Concretely, this might look like: 

  • You keep eating at that restaurant your friends/partners like but you don’t

  • You agree to take on projects at work that you don’t have capacity or skill for

  • People keep giving you weird gifts that aren’t at all your style

  • You feel resentful about people having access to your resources (financial, time, energy, emotion) beyond what you’re willing to give

Of course, one person’s “no” often causes distress for others (and self). It’s okay to be disappointed by someone’s “no”. We need to increase our own tolerance for “no’s” as a matter of respecting our and their autonomy and agency, and it’s reasonable to expect this in return from others.  


Healthy people respect others’ boundaries. 

And here we should acknowledge that not everyone is healthy. “No” is a powerful word, and there are people and systems who actively don’t want you to be powerful, who feel threatened by your empowerment and who want to hold onto all the power for themselves. 

Not everyone will respect your “no”. Saying “no” is not always safe. There are times and situations where an honest “no” could threaten your career, your relationship, your life. 
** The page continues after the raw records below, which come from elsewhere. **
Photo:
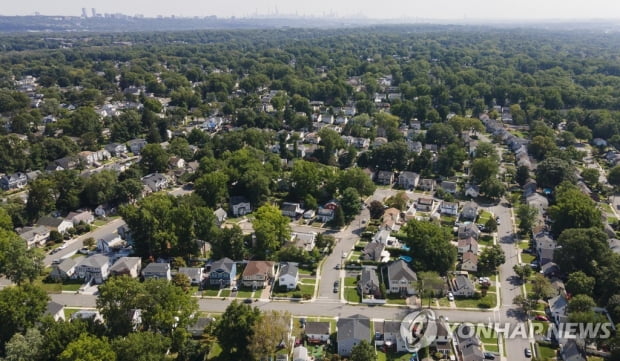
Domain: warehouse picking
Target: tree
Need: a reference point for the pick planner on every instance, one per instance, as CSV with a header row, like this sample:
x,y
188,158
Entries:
x,y
430,245
590,176
524,271
522,176
483,169
88,348
350,203
272,326
141,346
573,209
579,283
235,329
363,352
614,176
541,287
271,229
376,209
24,347
20,308
581,303
553,171
19,263
527,215
491,258
154,158
213,188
  • If I tell my boss I’m considering quitting, they might fire me

  • If I ask to do activities that I like, my partner might leave me

  • If I say “no” to a catcall, the situation might escalate into violence

When we think about saying “no” we need to take into account factors of power and privilege so that we don’t gaslight ourselves or others. For example, years ago when I worked at a non-profit, it was only after I had amassed a substantial amount of power that I was able to push back against the office bully. 

If you find yourself hiding your “no” out of safety concerns, I encourage you to thank the part of you that’s trying to keep you safe, and seek out a person or space where it’s safe enough to honor your “no”. 
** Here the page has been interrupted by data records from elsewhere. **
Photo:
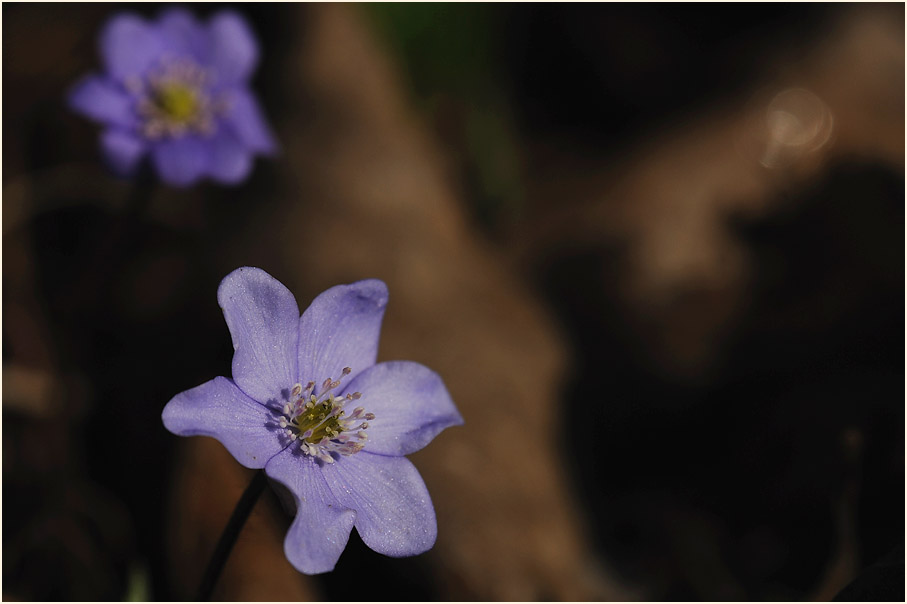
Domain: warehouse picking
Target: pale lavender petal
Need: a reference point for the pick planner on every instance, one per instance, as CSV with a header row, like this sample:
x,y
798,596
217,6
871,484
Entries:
x,y
221,410
231,161
341,329
322,525
182,34
122,150
101,100
129,46
182,161
410,403
262,316
245,118
234,50
394,514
Because when we honor our “no” we’re more able to honor our “yes”, and you deserve the safety and empowerment to honor and celebrate your “yes”


Affirmations to honor your “no”

I honor my “no”

I honor my human limitations

I find safe ways to practice my “no” 



Reflection

Body Scan: if you’d like, you might take a few moments to notice what sensations (if any) you feel in your body upon reading this. You might notice them with curiosity, no judgment. 


Journal Prompts

What comes up for you when you think of saying “no” to someone? You might list any thoughts/feelings/memories/sensations/desires that arise. 


Is there any area of your life where you’d like to say “no” but haven’t? You might reflect on why, with curiosity and compassion for yourself. 

How has your ability to say “no” been impacted by the family and culture you grew up in, and factors such as class, race, gender, religion, etc? 

Parts Check-In: If you’d like, you might check in with your parts to see how they’re doing with this topic. Would any of them like to talk with you about what’s coming up for them? You might ask them what they’re feeling (afraid? excited?) and what they’d like for you to know about this. As always, the invitation is to listen with curiosity, like you would with someone you love. 

One Small Action

If you’d like, you might pick one small area where you can experiment with saying an honest “no”. If this is new-ish or scary, you can honor that and pick something that is lower-risk.